Activation of protein tyrosine phosphorylation and p38 activation by VacA. (A) Antiphosphotyrosine immunoblot of postnuclear supernatants from Jurkat cells either nonactivated (0) or activated by cross-linking of CD3 or 40 μg/ml VacA. (B–F) Immunoblot analysis of postnuclear supernatants from Jurkat cells, nonactivated (0) or activated by either TCR–CD3 (CD3) or VacA or p58 cross-linking in the presence or absence of 100 μM NPPB. hi, heat-inactivated VacA; no XL, VacA and secondary antibodies without anti-VacA mAb. The concentration of VacA used in B (right) and F was 40 and 5 μg/ml, respectively. In E, VacA or p58 were tested either as such or after immunodepletion with neutralizing anti-VacA or irrelevant (asp) Ig (starting VacA/p58 concentration 20 μg/ml, Ig 100 μg/ml). Similar differences could be observed when cells where treated with VacA or p58 in the presence of neutralizing or control Ig (not depicted). Each filter was probed by immunoblot with anti–phospho-Erk (B) or anti–phospho-p38 (C–F) antibodies. After stripping, all filters were reprobed with control antibodies as indicated.

Figure 6.

Activation of MKK3/6 and the Vav/Rac pathway of actin cytoskeleton reorganization by VacA. (A) Immunoblot analysis of postnuclear supernatants from Jurkat cells, nonactivated (0) or activated by either TCR–CD3 (CD3) or VacA (40 μg/ml) cross-linking, with anti–phospho-p38 and anti–phospho-MKK3/6 antibodies. (B) Immunoblot analysis using antiphosphotyrosine mAb of Vav-specific immunoprecipitates from Jurkat cells activated by TCR–CD3 or VacA cross-linking as in A for 15 s or 15 min (C) Immunoblot analysis using antiphosphotyrosine mAb of Vav-specific immunoprecipitates from Jurkat cells activated by TCR–CD3 or VacA cross-linking as in A for 15 s in the presence or absence of 100 μM NPPB (1-h pretreatment before addition of VacA). (D) Immunoblot analysis with anti-Rac mAb of in vitro binding assays of postnuclear supernatants from Jurkat cells using agarose-conjugated Pak1-GST. Equal amounts of postnuclear supernatants from the same samples were separated on the same gel (right). Cells were either nonactivated (0) or activated by cross-linking of CD3 (30 s) or 40 μg/ml VacA (30 s and 1 min). All filters were stripped and reprobed with control antibodies as indicated. (E) Confocal microscopy of FITC-phalloidin–labeled Jurkat cells. Cells were either nonactivated (0) or activated by cross-linking of CD3 or 20 μg/ml VacA for 15 min.

Figure 7.

p38 activity is detectable in gastric biopsies of H. pylori–positive patients and in VacA-treated neutrophils and macrophages. (A) Immunohistochemistry of activated p38 in gastric mucosa of H. pylori–infected patient. Phosphorylated p38 antigens are identified by brown peroxidase staining. No staining was observed in the absence of primary antibody (not depicted). (Top) Healthy H. pylori–negative control (no positive anti–phospho-p38 staining). (Bottom) H. pylori–infected patient (positive anti–phospho-p38 staining).
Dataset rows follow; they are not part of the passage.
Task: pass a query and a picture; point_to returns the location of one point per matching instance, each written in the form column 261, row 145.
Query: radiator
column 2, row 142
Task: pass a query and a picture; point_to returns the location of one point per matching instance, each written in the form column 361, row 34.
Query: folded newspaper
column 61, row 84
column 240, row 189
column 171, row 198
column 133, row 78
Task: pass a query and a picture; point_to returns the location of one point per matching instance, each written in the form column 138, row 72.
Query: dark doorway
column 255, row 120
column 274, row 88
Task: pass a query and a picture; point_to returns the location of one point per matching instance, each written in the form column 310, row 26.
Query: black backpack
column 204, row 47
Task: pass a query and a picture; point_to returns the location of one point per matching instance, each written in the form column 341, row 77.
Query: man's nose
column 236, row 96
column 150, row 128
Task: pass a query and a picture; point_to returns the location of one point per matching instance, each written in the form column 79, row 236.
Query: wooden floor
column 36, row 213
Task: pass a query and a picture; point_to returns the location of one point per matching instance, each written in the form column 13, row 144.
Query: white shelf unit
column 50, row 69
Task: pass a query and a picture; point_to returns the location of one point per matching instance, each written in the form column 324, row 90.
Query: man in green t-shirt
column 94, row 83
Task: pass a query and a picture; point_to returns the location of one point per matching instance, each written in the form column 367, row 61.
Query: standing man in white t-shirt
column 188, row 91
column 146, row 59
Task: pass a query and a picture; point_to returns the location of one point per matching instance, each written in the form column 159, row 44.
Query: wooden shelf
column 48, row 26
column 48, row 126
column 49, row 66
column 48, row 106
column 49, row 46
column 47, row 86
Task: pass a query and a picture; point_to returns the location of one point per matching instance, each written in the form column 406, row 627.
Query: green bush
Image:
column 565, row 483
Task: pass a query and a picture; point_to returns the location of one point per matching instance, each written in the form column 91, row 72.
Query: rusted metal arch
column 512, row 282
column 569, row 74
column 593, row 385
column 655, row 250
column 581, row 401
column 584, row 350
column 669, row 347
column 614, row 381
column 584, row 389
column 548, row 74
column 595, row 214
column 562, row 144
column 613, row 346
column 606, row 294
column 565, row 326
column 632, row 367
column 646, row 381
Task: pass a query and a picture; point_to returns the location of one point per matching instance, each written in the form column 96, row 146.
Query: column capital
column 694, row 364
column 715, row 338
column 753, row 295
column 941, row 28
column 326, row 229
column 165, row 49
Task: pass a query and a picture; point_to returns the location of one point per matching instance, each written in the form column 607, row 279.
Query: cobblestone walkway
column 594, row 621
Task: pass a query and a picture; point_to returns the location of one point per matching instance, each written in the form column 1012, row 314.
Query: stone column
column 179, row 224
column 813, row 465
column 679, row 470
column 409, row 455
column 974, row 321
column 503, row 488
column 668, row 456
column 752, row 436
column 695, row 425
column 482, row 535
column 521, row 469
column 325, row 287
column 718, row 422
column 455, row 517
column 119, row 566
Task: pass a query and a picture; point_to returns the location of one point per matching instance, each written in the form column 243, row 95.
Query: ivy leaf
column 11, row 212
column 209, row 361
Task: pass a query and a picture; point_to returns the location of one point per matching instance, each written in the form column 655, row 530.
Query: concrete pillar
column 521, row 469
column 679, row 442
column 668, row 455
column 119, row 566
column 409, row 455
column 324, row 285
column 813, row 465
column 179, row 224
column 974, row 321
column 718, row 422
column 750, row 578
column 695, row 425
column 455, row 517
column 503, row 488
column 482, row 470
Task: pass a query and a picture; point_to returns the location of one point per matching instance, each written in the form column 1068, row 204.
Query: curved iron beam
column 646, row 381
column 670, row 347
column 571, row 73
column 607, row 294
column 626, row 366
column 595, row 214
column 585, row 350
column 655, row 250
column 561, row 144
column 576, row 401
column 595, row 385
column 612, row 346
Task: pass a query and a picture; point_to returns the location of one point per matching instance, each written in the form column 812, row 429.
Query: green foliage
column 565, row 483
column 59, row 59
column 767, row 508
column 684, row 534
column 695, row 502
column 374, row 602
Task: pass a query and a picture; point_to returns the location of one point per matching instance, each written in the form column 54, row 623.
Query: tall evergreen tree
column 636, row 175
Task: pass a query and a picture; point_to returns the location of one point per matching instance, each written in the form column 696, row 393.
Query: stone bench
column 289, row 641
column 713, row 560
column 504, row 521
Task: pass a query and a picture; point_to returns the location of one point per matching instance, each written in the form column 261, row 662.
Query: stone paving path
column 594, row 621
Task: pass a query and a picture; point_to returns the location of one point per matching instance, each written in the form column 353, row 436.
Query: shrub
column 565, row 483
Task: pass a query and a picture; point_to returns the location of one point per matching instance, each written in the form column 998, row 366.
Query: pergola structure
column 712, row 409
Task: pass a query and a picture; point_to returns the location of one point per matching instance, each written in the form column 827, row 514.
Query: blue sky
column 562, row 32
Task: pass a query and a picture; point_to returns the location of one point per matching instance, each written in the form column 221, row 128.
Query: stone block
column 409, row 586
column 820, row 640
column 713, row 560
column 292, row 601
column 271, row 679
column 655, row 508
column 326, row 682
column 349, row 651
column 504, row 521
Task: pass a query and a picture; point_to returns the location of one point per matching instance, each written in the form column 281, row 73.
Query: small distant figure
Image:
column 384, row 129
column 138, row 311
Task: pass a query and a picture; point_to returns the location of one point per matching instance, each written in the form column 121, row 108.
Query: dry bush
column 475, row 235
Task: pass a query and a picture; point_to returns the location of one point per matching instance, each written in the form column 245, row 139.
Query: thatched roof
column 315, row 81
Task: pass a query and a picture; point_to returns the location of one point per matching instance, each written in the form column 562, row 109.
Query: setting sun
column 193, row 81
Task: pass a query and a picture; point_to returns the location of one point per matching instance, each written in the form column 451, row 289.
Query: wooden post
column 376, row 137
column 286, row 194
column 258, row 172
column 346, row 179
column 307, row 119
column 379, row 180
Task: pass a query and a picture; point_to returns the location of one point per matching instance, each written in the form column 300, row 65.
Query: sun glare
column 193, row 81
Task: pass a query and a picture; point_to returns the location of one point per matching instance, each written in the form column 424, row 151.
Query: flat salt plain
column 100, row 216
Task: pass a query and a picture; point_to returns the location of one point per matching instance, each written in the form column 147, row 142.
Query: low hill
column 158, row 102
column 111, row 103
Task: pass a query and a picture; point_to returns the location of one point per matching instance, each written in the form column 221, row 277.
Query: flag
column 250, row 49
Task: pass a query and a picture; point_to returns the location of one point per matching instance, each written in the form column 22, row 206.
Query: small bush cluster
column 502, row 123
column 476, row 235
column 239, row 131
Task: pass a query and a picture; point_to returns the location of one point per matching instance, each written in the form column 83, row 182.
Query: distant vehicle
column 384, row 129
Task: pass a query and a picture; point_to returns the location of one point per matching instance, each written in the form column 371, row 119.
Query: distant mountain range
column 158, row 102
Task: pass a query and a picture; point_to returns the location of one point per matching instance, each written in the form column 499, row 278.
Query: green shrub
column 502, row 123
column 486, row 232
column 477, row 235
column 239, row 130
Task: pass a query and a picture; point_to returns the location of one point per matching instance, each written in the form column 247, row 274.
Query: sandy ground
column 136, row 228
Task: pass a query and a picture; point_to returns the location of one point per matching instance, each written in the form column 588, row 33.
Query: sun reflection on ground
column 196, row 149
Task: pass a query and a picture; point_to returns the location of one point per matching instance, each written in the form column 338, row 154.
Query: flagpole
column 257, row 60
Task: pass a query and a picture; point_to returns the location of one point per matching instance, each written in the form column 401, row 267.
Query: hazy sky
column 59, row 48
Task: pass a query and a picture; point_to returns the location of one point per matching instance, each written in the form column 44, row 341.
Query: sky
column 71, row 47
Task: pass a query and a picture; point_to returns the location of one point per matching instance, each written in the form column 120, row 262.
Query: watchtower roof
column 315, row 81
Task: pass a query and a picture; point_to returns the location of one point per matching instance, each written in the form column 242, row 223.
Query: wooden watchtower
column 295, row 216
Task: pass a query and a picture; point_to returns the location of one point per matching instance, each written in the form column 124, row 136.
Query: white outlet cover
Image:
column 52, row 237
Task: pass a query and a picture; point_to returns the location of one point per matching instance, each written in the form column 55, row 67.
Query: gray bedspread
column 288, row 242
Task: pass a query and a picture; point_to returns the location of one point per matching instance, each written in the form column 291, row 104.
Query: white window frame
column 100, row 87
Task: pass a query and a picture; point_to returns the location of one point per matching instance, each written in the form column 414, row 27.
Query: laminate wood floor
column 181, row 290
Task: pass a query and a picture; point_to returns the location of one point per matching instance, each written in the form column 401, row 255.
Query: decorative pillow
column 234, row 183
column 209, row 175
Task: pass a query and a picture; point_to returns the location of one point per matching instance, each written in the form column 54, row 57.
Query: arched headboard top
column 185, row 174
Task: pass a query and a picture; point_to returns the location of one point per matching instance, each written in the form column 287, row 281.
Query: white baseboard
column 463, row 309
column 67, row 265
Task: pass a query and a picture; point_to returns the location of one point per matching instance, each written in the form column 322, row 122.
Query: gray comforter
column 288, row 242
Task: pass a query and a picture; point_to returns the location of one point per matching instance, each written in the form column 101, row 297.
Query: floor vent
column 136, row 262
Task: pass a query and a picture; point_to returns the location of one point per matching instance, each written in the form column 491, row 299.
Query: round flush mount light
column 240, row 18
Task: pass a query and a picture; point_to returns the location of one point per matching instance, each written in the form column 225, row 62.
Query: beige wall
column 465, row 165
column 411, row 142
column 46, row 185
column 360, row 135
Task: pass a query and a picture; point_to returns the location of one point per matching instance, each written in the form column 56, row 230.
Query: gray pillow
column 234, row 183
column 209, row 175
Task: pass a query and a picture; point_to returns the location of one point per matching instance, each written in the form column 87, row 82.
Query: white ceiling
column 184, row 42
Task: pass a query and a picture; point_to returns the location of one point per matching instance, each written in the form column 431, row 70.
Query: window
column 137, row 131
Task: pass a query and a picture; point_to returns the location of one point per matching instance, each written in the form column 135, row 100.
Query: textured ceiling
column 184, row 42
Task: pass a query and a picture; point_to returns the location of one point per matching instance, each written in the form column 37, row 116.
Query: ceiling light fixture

Original magnification 40×. (B) Immunoblot analysis with anti–phospho-p38 antibodies of postnuclear supernatants from purified human neutrophils or macrophages treated with 20 μg/ml VacA for 5 or 10 min as indicated. (C) Immunoblot analysis with anti–COX-2 antibodies of postnuclear supernatants from purified human neutrophils or macrophages treated with 20 μg/ml VacA for 24 h. Macrophages activated with 10 μg/ml LPS were used as a positive control. After stripping, all filters were reprobed with control antibodies as indicated.